Se hace difícil leer la obra de Ruster, observar a continuación las sociedades en las que vivimos y no ver la formidable relevancia de su argumento: porque la desigualdad entre naciones y dentro de las naciones es, hoy, uno de los problemas más acuciantes de la humanidad. Lo afirma Jared Diamond en la conclusión de su reciente librito Sociedades Comparadas[8], y lo puede ver cualquiera que abra un periódico o salga a la calle. Los espeluznantes datos son, por desgracia, bien conocidos: 62 personas poseen la misma riqueza que la mitad más pobre de la humanidad (tres mil setecientos millones de personas). El 1% más rico del planeta ya tiene tanto como el otro 99%. Te asomas a la realidad de cualquier ciudad latinoamericana (o, para el caso, europea, estadounidense o de donde sea) y las desigualdades abismales saltan a la vista: las diferencias de vivienda, sueldos, educación o servicios de salud entre sus habitantes más pudientes y los más pobres (que son la mayoría) son escandalosas.

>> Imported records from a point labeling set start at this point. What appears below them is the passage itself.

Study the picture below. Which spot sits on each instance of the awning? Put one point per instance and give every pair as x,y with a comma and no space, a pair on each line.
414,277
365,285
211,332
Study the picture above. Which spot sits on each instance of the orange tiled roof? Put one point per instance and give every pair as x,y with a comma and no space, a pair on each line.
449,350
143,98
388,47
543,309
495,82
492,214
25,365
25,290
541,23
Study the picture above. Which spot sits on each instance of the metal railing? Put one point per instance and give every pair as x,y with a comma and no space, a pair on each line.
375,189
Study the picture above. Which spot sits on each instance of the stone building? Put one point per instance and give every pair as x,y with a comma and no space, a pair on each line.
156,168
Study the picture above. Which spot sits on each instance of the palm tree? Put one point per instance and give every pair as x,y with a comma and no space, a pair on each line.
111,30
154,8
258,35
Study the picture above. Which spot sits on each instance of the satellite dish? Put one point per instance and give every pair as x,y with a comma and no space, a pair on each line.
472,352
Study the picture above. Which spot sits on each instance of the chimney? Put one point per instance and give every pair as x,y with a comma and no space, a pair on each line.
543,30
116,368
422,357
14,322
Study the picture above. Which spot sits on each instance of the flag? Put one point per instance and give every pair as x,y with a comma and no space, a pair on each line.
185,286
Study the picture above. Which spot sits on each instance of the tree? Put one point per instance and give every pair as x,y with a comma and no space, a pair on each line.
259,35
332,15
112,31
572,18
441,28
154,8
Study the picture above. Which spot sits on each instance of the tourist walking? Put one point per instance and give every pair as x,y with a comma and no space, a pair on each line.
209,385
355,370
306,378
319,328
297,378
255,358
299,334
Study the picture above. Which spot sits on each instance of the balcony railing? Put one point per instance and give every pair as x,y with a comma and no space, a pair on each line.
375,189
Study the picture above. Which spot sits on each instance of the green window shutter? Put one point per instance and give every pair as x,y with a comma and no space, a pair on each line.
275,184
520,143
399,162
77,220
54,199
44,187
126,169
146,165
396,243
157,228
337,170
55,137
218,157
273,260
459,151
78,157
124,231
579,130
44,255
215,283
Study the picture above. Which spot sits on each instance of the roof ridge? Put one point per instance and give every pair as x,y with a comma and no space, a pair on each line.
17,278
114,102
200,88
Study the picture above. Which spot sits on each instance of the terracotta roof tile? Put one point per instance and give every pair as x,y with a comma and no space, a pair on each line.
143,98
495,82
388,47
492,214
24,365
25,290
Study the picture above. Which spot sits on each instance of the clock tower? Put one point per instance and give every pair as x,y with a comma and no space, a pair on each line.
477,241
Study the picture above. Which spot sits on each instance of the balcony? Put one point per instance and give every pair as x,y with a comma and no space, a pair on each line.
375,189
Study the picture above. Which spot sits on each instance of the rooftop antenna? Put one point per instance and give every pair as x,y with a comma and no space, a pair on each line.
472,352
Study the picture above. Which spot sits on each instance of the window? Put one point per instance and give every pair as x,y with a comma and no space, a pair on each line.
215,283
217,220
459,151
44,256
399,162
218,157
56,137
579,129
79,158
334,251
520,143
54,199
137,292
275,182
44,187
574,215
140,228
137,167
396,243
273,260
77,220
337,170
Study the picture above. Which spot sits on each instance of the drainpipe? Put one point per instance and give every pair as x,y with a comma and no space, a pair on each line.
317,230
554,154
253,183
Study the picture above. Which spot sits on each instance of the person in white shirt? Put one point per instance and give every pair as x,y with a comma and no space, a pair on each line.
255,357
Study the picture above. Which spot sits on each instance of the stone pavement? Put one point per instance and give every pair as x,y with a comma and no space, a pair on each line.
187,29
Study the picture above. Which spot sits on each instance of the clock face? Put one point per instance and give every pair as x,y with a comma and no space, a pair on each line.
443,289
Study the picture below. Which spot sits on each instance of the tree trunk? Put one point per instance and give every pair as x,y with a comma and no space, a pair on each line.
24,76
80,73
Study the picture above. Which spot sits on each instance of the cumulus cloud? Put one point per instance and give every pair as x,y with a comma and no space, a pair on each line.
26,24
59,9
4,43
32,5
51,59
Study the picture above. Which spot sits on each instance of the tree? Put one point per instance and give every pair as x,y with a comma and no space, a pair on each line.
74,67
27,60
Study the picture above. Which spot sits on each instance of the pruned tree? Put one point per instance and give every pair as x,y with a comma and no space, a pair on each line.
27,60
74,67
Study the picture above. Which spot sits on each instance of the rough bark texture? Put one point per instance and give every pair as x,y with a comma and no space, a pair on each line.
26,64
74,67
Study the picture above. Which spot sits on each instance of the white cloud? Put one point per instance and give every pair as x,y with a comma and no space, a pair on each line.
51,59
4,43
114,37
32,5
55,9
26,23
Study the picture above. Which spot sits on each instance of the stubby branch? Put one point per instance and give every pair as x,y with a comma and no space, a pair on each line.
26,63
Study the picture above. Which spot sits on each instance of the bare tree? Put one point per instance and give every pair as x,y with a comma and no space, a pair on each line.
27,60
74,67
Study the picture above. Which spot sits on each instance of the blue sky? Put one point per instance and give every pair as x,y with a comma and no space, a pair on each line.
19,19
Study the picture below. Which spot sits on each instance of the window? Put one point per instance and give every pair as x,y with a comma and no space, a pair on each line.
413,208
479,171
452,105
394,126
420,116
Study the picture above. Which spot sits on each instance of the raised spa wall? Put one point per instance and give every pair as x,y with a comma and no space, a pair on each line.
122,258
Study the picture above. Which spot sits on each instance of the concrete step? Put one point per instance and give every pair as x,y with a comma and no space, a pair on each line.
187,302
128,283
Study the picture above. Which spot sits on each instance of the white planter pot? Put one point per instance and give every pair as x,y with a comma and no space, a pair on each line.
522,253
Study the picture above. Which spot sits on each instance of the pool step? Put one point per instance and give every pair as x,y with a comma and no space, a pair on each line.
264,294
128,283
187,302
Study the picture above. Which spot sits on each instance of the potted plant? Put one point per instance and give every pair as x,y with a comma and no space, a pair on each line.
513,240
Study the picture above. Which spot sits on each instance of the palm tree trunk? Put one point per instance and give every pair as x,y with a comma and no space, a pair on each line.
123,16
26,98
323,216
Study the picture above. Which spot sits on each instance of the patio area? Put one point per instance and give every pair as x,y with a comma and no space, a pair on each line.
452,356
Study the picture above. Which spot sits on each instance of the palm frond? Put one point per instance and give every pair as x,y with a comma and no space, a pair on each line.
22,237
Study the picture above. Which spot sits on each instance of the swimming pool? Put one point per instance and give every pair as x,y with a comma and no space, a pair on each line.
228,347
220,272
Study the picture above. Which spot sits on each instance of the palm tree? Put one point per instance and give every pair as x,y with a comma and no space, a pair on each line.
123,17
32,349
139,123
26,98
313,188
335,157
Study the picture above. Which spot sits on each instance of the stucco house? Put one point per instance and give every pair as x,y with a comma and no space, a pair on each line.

¿Cómo no ver que tamaña desigualdad hace inviable la convivencia? ¿Cómo no advertir, sea cual sea la fe religiosa que nos mueve, y también si no tenemos ninguna, que hay en esta desigualdad una profunda inmoralidad? ¿Cómo hemos llegado hasta aquí?
¿Cómo? A base de adherirnos al credo capitalista, al pernicioso dogma de la escasez. Y a base de desoír la doctrina bíblica, que nos invitaba a pedir solo el pan de cada día.
Los temas aquí planteados son complejos, y no los quisiéramos reducir a una caricatura. Sin embargo, resulta bastante evidente que una mayor fidelidad histórica a la doctrina bíblica de la abundancia de Dios y a la invitación de buscar solo el pan de cada día nos habría impedido llegar a la aberrante situación de desigualdad en la que hoy nos encontramos. Parecería que Keynes llevaba razón cuando exigía una política estatal activa que limitase la codicia personal del individuo. Dicha política estaría en plena sintonía con el evangelio de Jesús.
[1] T. Ruster, El dios falsificado (Ediciones Sígueme, Salamanca, 2011).
[2] Para dicha “disección” el teólogo alemán se apoya en pensadores como Walter Benjamin y, sobre todo, John Maynard Keynes.
[3] T. Ruster, op. cit., 168.
[4] Ibid., 169.
[5] Ibid., 174.
[6] Ibid., 176.
[7] Ibid., 177.
[8] J. Diamond, Sociedades comparadas (P. Random House, Barcelona, 2016).